あたしはポテトフライをつまみ口元に運んだ。
まぁそう思われて当然だよね。さっきあんな風に啓と二人で葵さんの前から立ち去ったのだから。
「答える義理はありません。けれど二村さんから聞きたいのならどうぞ、お聞きになってください」
最初は―――
あたしが別れた相手がマックスだと勘違いしてくれたこと、好都合だと思ったけれど、隠したところで二村さんから情報が渡るのは時間の問題だ。

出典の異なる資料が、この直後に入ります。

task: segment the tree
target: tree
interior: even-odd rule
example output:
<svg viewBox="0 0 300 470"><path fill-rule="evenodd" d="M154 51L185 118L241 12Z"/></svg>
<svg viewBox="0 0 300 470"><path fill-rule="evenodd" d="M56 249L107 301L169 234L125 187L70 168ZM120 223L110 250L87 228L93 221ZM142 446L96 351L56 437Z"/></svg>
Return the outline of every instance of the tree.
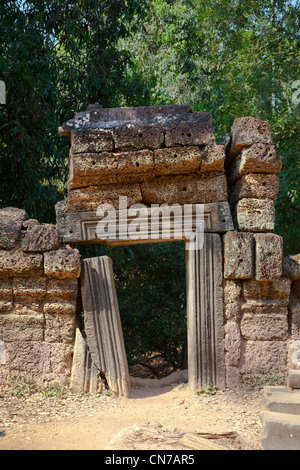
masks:
<svg viewBox="0 0 300 470"><path fill-rule="evenodd" d="M145 0L0 2L0 204L49 222L67 179L58 127L93 102L118 106L129 53L117 43Z"/></svg>
<svg viewBox="0 0 300 470"><path fill-rule="evenodd" d="M283 157L276 231L299 252L300 2L152 0L145 27L123 41L148 83L151 104L189 103L210 111L218 137L237 117L271 125Z"/></svg>

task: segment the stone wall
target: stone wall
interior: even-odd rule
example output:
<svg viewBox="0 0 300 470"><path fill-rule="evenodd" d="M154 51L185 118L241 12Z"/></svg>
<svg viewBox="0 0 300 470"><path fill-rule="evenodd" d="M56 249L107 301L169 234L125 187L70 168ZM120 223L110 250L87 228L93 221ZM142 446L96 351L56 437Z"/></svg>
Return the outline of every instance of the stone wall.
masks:
<svg viewBox="0 0 300 470"><path fill-rule="evenodd" d="M233 123L225 167L235 224L223 237L227 386L234 387L240 374L286 374L295 307L291 276L282 269L283 241L272 233L281 158L266 122Z"/></svg>
<svg viewBox="0 0 300 470"><path fill-rule="evenodd" d="M178 106L170 116L166 108L153 107L155 119L136 108L140 119L128 122L129 108L105 129L70 131L65 212L95 211L100 203L119 208L120 195L128 206L227 201L224 146L216 144L210 113Z"/></svg>
<svg viewBox="0 0 300 470"><path fill-rule="evenodd" d="M0 210L0 378L66 384L80 255L56 226Z"/></svg>
<svg viewBox="0 0 300 470"><path fill-rule="evenodd" d="M210 114L188 106L92 105L60 133L71 136L67 199L58 205L61 233L27 220L24 211L0 210L1 378L69 380L80 275L76 243L95 241L90 233L98 205L118 209L119 196L127 196L128 206L225 205L234 226L217 224L216 231L224 260L226 385L237 387L241 374L300 367L300 255L282 258L282 238L273 233L282 162L266 122L236 119L224 146L216 142ZM68 230L60 217L72 222Z"/></svg>

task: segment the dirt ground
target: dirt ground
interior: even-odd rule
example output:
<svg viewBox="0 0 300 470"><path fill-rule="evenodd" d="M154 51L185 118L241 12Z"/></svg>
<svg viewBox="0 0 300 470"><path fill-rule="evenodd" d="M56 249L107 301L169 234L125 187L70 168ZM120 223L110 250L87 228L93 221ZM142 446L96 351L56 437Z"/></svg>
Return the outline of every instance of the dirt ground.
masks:
<svg viewBox="0 0 300 470"><path fill-rule="evenodd" d="M0 450L261 450L261 400L257 390L195 395L187 384L129 398L0 386Z"/></svg>

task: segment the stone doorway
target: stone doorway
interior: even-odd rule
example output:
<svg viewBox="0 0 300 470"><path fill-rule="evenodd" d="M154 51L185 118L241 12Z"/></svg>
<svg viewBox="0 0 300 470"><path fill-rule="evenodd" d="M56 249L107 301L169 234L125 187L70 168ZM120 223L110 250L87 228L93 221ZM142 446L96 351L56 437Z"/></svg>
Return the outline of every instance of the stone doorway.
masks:
<svg viewBox="0 0 300 470"><path fill-rule="evenodd" d="M185 243L189 385L193 390L206 385L222 389L225 388L225 352L221 237L214 233L205 234L200 250L190 250L190 242ZM101 370L106 369L104 372L112 377L110 383L115 391L128 395L130 378L112 280L112 261L104 258L107 257L83 261L82 294L88 322L87 337L94 363ZM107 277L110 278L108 281ZM104 360L106 354L108 357ZM120 382L123 383L121 387Z"/></svg>

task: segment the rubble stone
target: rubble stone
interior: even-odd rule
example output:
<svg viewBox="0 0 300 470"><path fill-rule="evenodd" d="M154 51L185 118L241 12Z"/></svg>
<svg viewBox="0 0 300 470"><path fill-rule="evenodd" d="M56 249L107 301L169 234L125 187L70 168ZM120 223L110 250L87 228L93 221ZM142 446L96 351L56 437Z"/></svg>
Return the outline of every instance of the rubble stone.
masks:
<svg viewBox="0 0 300 470"><path fill-rule="evenodd" d="M253 254L251 233L227 232L224 235L224 277L250 279L254 274Z"/></svg>
<svg viewBox="0 0 300 470"><path fill-rule="evenodd" d="M274 281L282 274L282 237L274 233L254 234L257 281Z"/></svg>
<svg viewBox="0 0 300 470"><path fill-rule="evenodd" d="M165 126L165 146L212 145L216 143L212 124L208 122L186 122Z"/></svg>
<svg viewBox="0 0 300 470"><path fill-rule="evenodd" d="M69 189L147 181L154 178L153 152L137 150L71 155L69 174Z"/></svg>
<svg viewBox="0 0 300 470"><path fill-rule="evenodd" d="M161 176L141 184L145 204L205 204L227 200L225 176L210 179L193 175Z"/></svg>
<svg viewBox="0 0 300 470"><path fill-rule="evenodd" d="M77 249L60 248L44 255L44 270L48 277L77 279L80 269L80 255Z"/></svg>
<svg viewBox="0 0 300 470"><path fill-rule="evenodd" d="M274 229L274 201L241 199L233 208L236 229L246 232L270 232Z"/></svg>
<svg viewBox="0 0 300 470"><path fill-rule="evenodd" d="M237 155L244 147L256 143L273 144L270 125L252 116L236 119L231 127L230 157Z"/></svg>
<svg viewBox="0 0 300 470"><path fill-rule="evenodd" d="M100 204L119 209L119 197L126 196L128 207L142 202L139 184L105 184L69 191L67 212L97 211Z"/></svg>
<svg viewBox="0 0 300 470"><path fill-rule="evenodd" d="M32 276L43 274L43 255L23 253L20 249L0 251L0 276Z"/></svg>
<svg viewBox="0 0 300 470"><path fill-rule="evenodd" d="M52 251L58 249L60 245L59 231L51 224L28 227L22 239L22 250L25 252Z"/></svg>
<svg viewBox="0 0 300 470"><path fill-rule="evenodd" d="M210 145L202 150L201 173L222 174L224 172L224 145Z"/></svg>
<svg viewBox="0 0 300 470"><path fill-rule="evenodd" d="M113 151L112 132L108 129L80 129L71 132L71 153Z"/></svg>
<svg viewBox="0 0 300 470"><path fill-rule="evenodd" d="M11 250L15 246L26 217L22 209L0 209L0 250Z"/></svg>
<svg viewBox="0 0 300 470"><path fill-rule="evenodd" d="M164 145L160 124L125 124L113 130L115 150L158 149Z"/></svg>
<svg viewBox="0 0 300 470"><path fill-rule="evenodd" d="M154 151L154 173L179 175L199 171L201 152L199 147L173 147Z"/></svg>
<svg viewBox="0 0 300 470"><path fill-rule="evenodd" d="M229 201L235 204L242 198L270 199L278 195L279 178L276 175L250 173L237 180L230 190Z"/></svg>
<svg viewBox="0 0 300 470"><path fill-rule="evenodd" d="M293 281L300 279L300 254L284 256L282 260L282 275Z"/></svg>

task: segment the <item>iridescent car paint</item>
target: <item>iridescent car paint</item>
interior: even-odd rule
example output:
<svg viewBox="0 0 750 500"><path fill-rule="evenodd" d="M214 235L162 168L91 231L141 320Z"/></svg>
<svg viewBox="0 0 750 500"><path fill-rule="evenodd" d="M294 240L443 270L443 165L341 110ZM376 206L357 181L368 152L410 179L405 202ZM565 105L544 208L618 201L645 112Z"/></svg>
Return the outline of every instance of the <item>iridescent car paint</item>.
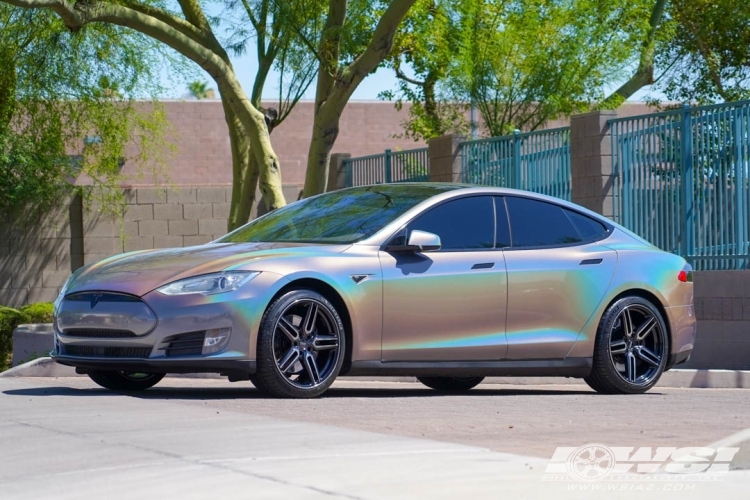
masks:
<svg viewBox="0 0 750 500"><path fill-rule="evenodd" d="M684 259L558 199L454 184L420 186L391 184L328 193L206 245L131 252L79 269L56 301L52 356L82 373L216 372L230 380L253 379L269 307L290 291L312 290L330 302L336 314L326 317L340 317L344 329L345 339L336 344L345 351L343 362L333 378L588 377L595 365L597 334L611 338L613 363L625 374L626 384L632 379L637 385L638 367L650 364L651 371L658 371L648 384L643 382L650 387L663 369L688 359L695 342L695 315L692 279L678 279L681 271L689 271ZM406 244L410 224L421 214L478 196L492 197L496 219L505 198L523 197L598 221L606 231L580 244L541 248L500 247L497 236L492 248L463 251ZM381 210L375 202L357 204L358 199L381 198L387 212L384 220L373 219ZM321 219L320 207L326 203L332 214L339 210L348 214L344 219L352 220L333 215ZM304 223L305 210L311 227ZM466 214L466 224L472 217ZM364 222L358 225L358 220ZM336 224L345 229L333 227ZM285 236L280 241L254 241L258 234ZM248 241L237 242L238 238ZM194 277L201 278L191 281ZM612 331L602 333L603 318L614 314L613 305L627 297L645 300L654 309L640 316L622 313L620 323L615 318ZM328 311L321 304L321 311ZM636 332L638 325L626 331L623 322L630 321L628 314L643 322L642 330L656 325L654 336L663 319L666 342L639 343L642 339L634 335L645 338L650 331ZM297 312L288 317L296 318L291 328L303 330L301 316ZM277 327L283 324L269 328ZM294 335L288 336L294 338L292 349L297 353L307 343ZM621 343L627 344L622 352ZM654 354L649 349L665 346L668 350L658 367L649 359ZM309 352L314 361L322 351ZM640 358L632 361L636 355ZM617 359L631 360L626 364L635 368L628 365L627 371ZM294 380L306 380L307 365L299 366ZM311 388L333 381L309 378ZM299 386L307 387L295 387Z"/></svg>

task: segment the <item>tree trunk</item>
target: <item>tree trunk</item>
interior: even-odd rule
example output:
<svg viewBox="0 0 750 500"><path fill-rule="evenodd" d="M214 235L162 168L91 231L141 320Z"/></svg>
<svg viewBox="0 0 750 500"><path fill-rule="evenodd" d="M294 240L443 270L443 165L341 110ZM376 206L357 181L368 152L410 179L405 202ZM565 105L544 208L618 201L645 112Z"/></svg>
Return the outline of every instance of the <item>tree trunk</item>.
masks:
<svg viewBox="0 0 750 500"><path fill-rule="evenodd" d="M339 119L339 113L332 113L325 107L315 114L307 157L305 188L302 191L303 198L326 191L331 150L339 135Z"/></svg>
<svg viewBox="0 0 750 500"><path fill-rule="evenodd" d="M232 148L232 202L227 227L233 231L250 219L260 172L255 156L250 153L250 144L242 123L226 102L222 100L222 104Z"/></svg>
<svg viewBox="0 0 750 500"><path fill-rule="evenodd" d="M638 69L623 83L620 88L615 90L609 97L604 99L597 108L599 109L617 109L630 96L641 90L647 85L654 83L654 54L656 52L656 32L661 25L662 17L667 0L655 0L654 8L651 10L649 18L649 29L646 39L641 46Z"/></svg>

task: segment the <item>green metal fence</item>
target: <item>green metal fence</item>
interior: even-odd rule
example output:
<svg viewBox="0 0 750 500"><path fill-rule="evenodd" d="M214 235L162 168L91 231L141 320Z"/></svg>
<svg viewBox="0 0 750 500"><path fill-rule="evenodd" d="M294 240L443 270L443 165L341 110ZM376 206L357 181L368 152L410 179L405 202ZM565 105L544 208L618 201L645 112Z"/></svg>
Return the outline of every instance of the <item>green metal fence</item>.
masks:
<svg viewBox="0 0 750 500"><path fill-rule="evenodd" d="M429 148L391 151L344 160L346 186L430 180Z"/></svg>
<svg viewBox="0 0 750 500"><path fill-rule="evenodd" d="M525 189L570 200L570 127L467 141L463 182Z"/></svg>
<svg viewBox="0 0 750 500"><path fill-rule="evenodd" d="M750 101L609 125L614 219L696 269L750 267Z"/></svg>

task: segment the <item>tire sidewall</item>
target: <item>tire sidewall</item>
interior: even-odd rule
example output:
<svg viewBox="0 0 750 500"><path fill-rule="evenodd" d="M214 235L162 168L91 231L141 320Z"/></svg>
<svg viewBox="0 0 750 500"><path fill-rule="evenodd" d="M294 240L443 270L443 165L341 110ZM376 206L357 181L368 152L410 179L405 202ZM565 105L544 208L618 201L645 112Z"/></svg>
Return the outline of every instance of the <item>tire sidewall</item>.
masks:
<svg viewBox="0 0 750 500"><path fill-rule="evenodd" d="M310 389L302 389L292 385L279 371L274 357L273 341L276 323L281 314L286 311L289 306L300 300L314 300L326 307L331 313L339 330L339 348L336 363L325 381ZM257 346L257 371L251 380L258 389L276 397L313 398L320 396L328 390L341 371L341 367L344 364L344 355L346 353L346 330L344 328L344 323L341 320L341 315L328 299L314 290L300 288L285 293L275 300L268 309L266 309L258 331Z"/></svg>
<svg viewBox="0 0 750 500"><path fill-rule="evenodd" d="M653 380L651 380L648 384L643 385L636 385L623 380L618 371L615 369L614 363L612 362L612 359L610 357L612 327L615 321L617 321L617 317L625 307L636 304L647 308L651 312L651 314L654 315L654 318L656 318L656 320L659 322L659 327L663 332L662 340L664 342L664 354L662 356L658 372L653 377ZM642 297L623 297L612 304L612 306L607 309L607 311L604 313L604 316L602 317L602 321L599 325L599 331L597 333L593 369L602 370L604 374L606 374L605 380L603 380L603 382L605 382L607 385L612 386L612 389L614 389L614 391L612 392L620 392L624 394L641 394L651 389L661 378L664 370L666 369L667 359L669 358L669 349L669 333L667 331L667 327L661 312L650 301Z"/></svg>

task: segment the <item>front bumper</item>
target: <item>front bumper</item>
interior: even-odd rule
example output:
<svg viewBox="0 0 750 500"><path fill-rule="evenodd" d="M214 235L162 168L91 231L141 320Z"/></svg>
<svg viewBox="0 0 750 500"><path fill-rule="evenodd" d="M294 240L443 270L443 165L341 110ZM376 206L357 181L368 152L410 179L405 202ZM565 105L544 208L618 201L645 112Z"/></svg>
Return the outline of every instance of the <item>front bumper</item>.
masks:
<svg viewBox="0 0 750 500"><path fill-rule="evenodd" d="M167 296L152 291L123 298L124 294L106 290L93 295L73 292L56 311L51 356L80 372L203 372L246 380L255 372L260 320L283 280L261 273L250 284L215 295ZM212 330L229 332L217 352L202 349Z"/></svg>
<svg viewBox="0 0 750 500"><path fill-rule="evenodd" d="M93 370L137 373L220 373L231 381L249 380L255 361L241 359L109 359L80 358L52 354L61 365L73 366L78 373Z"/></svg>

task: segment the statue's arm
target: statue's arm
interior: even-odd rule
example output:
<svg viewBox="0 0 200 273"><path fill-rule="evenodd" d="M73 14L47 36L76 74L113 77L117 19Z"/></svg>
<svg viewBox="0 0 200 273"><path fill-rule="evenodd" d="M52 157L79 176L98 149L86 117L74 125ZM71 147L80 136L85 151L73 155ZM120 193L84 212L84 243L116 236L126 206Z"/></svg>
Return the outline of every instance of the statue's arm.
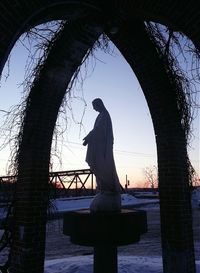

「ふーん……瑠華ちゃんは、あのオトコの為にがむしゃらに突っ走ってるの?」
またもズケズケと聞かれ、その言葉にほんの少し棘があるように感じた。
あのオトコ、と言うのは啓のことに違いない。
「あなたには関係のないことです」
これ以上立ち入らないで。
さっきほんの少し楽しかったのに、あたしの中で急激に何かが冷めていった。
いつも以上にそっけなく言うと
「羨ましいな」
葵さんはあたしの冷たい態度にもめげずに……けれどふいと視線を逸らし、ぽつりと言った。
その横顔はつるりと無表情だった。
笑ったり、怒ったり―――とにかくよく動く表情は忙しそうだったのに、今はその忙しさをどこかへ置いてきたかのように。
「羨ましい?」
何が―――?
「―――うん。
俺はそこまで想う相手に出逢ったことないし、想われたこともないし」
あたしだって本当の意味でそこまで想えるひとと出逢ったのは啓がはじめてだ。
「あのオトコのこと、まだ好きなの?」
またも土足で入り込んでこられた質問に、今度こそ怒りが込み上げてきた。
葵さんの言葉はこちらの意思を無視してあたしの脳や心のあちこちに泥の着いた足跡を残して行く。
「あなたには関係のないことです。
私の感情に口を出さないでください。質問もやめてください。
あなたはただ言われた通り動いてくれれば、それでいいのです。
カウンセリングまがいなことはしないでください」
あたしはお財布から万札を一枚取り出し、テーブルにやや強めに置いた。
脳や心についた泥を拭うように。擦りつけて、消えればいいと願いを込めて。